Rimasero inginocchiati sul pavimento, mentre il crepuscolo si tramutava in tenebra, avvolgendoli, insieme al silenzio.
 

-Sento così freddo da quando non ci sei più ... fa male.-
fu la voce di Ael a spezzare quel silenzio irreale. Evan non rispose, si limitò ad avvicinarsi al ragazzo stringendolo a sé, cullandolo gentilmente mentre con una mano gli accarezzava i capelli morbidi, sentendolo tremare e piangere contro il suo petto, con le dita avvinghiate alla camicia, premute contro di lui come a volerlo graffiare, scarnificare, mettere in mostra quel cuore che adesso batteva per lui, ma forse, un giorno, avrebbe potuto battere per la donna che stava sposando, con la quale avrebbe avuto una famiglia, per la quale avrebbe abbandonato le vecchie abitudini, tra cui Ael. Perché era questo che il ragazzo si sentiva, soltanto un'abitudine, poi neanche necessaria.

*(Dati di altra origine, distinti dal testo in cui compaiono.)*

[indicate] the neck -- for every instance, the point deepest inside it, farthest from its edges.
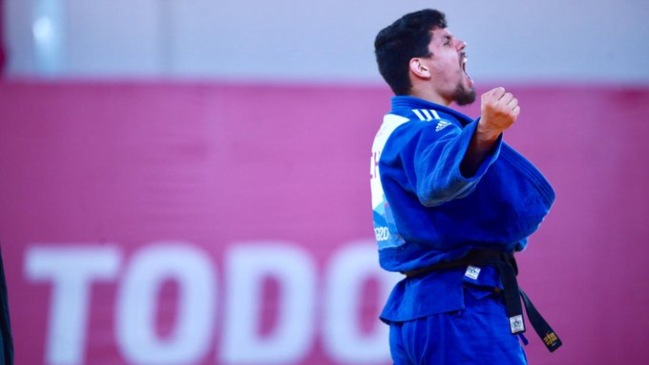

-Non vado da nessuna parte.-
-Bugiardo.-  Lo apostrofò Ael, con la voce rotta dal pianto. Le labbra di Evan si incresparono in un sorriso amaro mentre stringeva l'abbraccio,riscoprendo il calore di quel corpo, il suo profumo. Sapendo che se se ne fosse andato,Ael sarebbe crollato sbriciolandosi in minuscoli pezzi e che nessun'altro avrebbe mai potuto insegnare a quel cuore ad amare di nuovo. Perché ce n'era voluta di pazienza con quel ragazzino, di tempo, di parole, di abbracci. Niente sembrava mai essere abbastanza per Ael, che si difendeva da solo con il suo cinismo, con i suoi dubbi, con i suoi silenzi. Che non aveva il coraggio di chiedere niente, perché convinto di meritarsi niente. Uno come lui. Incapace di amare, o almeno era quello che aveva sempre sostenuto. Ma Evan era riuscito a vedere oltre quella maschera,lo  sapevano entrambi.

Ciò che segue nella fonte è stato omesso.